Lo demás va sucediendo con la predecible monotonía de una hilera de piezas de dominó que se arrastran una a la otra en su caída: la confrontación cara a cara, el patético secuestro de la hija común para tratar de forzar un intercambio, la delación, el arresto de Malone, las demandas millonarias de las víctimas, el clamor justiciero de la prensa y la puesta en marcha de la fría maquinaria encargada de llevar hasta sus límites la letra de la ley.

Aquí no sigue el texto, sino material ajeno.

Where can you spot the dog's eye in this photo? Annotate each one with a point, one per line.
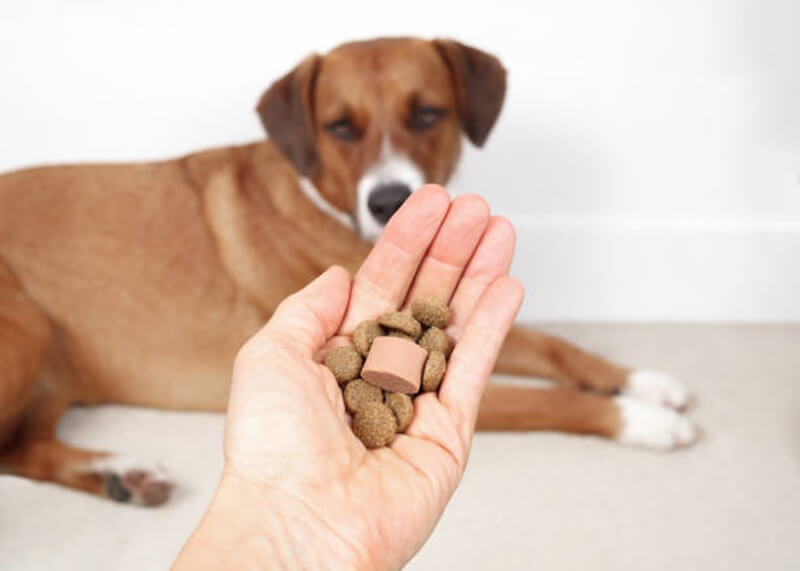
(342, 129)
(425, 117)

Los cuadros finales de la obra aún están por escribirse, pero desde ahora alcanzamos a vislumbrar un paisaje desolador, poblado por las fantasmales figuras de la esposa, carcomida por el remordimiento de haber revelado al mundo la naturaleza monstruosa del padre de sus hijos, un ramillete de mujeres en diversos estadios de reconstrucción psicológica en otros tantos divanes de cuero y unos niños con la coartada perfecta para aspirar a una vida de asesinos en serie.

La única luz recae sobre el protagonista, quien es conducido por el rígido brazo de la justicia hacia las cámaras de expiación, donde acaso conocerá la paz que nunca pudo encontrar ni en el calor de la vida hogareña ni en la soledad de sus orgías unipersonales.

Porque sólo la búsqueda inconsciente de castigo puede explicar la torpeza de producir las únicas evidencias de lo que pudieron haber sido crímenes perfectos. A menos que el propósito de esas cintas no haya sido otro que sacar adelante las irremontables tardes del viernes, con pizza a domicilio, diet coke y una prudente caja de klínex al alcance de la mano.